No other city in the United States is like Miami. Since its foundation, just 108 years ago, Miami has gone through times of crisis and triumph. However, its increasingly diverse population has been able to turn a tourist oriented city into a bright, cosmopolitan, international metropolis.
From the beginning, the rich and abundant sub-tropical Miami, the beautiful beaches, sun, and sand have attracted seekers and dreamers. This is a city built on the rise and fall, dreamers who took advantage of good weather and the opportunists who took advantage of natural disasters. Each chapter in the saga of this town is closed by a hurricane, the construction of the pen or riot, and when the dust settles a new Miami is left sizzling on the beach.

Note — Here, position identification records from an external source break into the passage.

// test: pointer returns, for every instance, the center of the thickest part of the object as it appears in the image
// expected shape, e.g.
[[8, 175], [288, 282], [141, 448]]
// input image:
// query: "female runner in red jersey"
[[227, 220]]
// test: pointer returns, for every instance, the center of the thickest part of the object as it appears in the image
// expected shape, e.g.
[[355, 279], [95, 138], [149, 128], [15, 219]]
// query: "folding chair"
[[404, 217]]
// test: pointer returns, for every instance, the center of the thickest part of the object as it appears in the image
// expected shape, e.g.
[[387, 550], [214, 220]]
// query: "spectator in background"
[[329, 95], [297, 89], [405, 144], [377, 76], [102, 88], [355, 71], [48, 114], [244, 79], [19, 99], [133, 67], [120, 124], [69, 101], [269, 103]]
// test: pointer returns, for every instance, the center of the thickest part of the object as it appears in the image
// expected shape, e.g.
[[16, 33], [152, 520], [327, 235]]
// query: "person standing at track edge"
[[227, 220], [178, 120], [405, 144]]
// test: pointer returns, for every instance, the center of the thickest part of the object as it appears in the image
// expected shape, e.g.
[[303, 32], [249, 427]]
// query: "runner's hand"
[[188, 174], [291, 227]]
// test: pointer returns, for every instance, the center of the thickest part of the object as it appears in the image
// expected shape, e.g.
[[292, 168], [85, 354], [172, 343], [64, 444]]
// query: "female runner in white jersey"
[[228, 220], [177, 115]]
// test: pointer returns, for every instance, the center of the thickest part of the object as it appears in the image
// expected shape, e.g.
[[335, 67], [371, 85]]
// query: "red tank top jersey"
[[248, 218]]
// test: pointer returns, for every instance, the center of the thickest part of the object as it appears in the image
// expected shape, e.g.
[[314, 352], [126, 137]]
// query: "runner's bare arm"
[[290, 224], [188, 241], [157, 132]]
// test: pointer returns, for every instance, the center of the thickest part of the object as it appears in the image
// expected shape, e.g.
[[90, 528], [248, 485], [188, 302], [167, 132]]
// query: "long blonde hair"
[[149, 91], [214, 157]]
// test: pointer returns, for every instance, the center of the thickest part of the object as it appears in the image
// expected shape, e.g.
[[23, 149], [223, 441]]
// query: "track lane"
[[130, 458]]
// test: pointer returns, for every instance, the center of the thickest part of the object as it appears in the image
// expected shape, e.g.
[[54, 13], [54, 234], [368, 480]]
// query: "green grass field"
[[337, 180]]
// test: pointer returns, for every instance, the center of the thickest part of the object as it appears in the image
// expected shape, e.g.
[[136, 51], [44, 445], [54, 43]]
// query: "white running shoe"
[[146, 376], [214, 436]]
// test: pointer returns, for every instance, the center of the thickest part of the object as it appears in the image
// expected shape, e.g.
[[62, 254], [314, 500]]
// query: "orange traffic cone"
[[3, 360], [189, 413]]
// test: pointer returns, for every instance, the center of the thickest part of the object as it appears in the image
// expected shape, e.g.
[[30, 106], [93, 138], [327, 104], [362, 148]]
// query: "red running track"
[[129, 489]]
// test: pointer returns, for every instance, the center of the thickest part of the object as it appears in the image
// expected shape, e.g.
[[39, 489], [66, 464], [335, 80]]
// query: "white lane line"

The Tequesta Indians found the land more than 10,000 years ago and had everything themselves until the Spanish “rediscovered” again in the 16th century.
In 1513, Juan Ponce de Leon is the first European to land in Florida, supposedly looking for the fountain of youth. He misses the fountain, but he finds the Gulf Stream current, an important current for boaters.
In 1891, a brave widow named Julia Tuttle moved to Florida and purchased 640 acres of land on the north bank of the Miami River. Tuttle later talked wealthy railroad builder Henry Flagler to extend his railroad to Miami, the construction of a luxury hotel and the provision of a new city. These events resulted in the birth of a new city. The City of Miami was incorporated on July 28, 1896. As a result of these events, thousands of newcomers arrived in Florida. Even then, Miami had a very diverse population, people with a variety of cultures, from all over the world flocked to this new city.
In 1926 a hurricane hit Miami. As a result 300 people were killed and thousands of homes were destroyed. Miami, however, was never stayed down for long.
During the decade of 1980, Miami city experienced days of racial tension. A wind of anger, hatred and fear flew over the city. In 1984, Miami Vice hits the air, giving Miami and Miami Beach a hallmark associated with convertibles, palm trees and pastel suits. Models, fashion designers and photo shoots soon follow. In 1992, Hurricane Andrew hit near Homestead, but left Miami relatively unscathed.
Miami fell into the worst financial crisis in its history. The city of Miami turns 100, the same year it is named the fourth-poorest city in the USA. Economic issues continue until Manny Diaz was elected mayor in 2001.
A program of six capital improvements worth over 500 million dollars has been designed, so that it brings radical improvement of infrastructure in all districts of the city.
Looking ahead, we have “Midtown Miami”, a development of 1.2 million commercial and residential to be built in the Wynwood area, near Little Haiti, Overtown, Allapattah and the Design District.
History shows that the dynamic spirit of Miami, vibrant people always remains strong.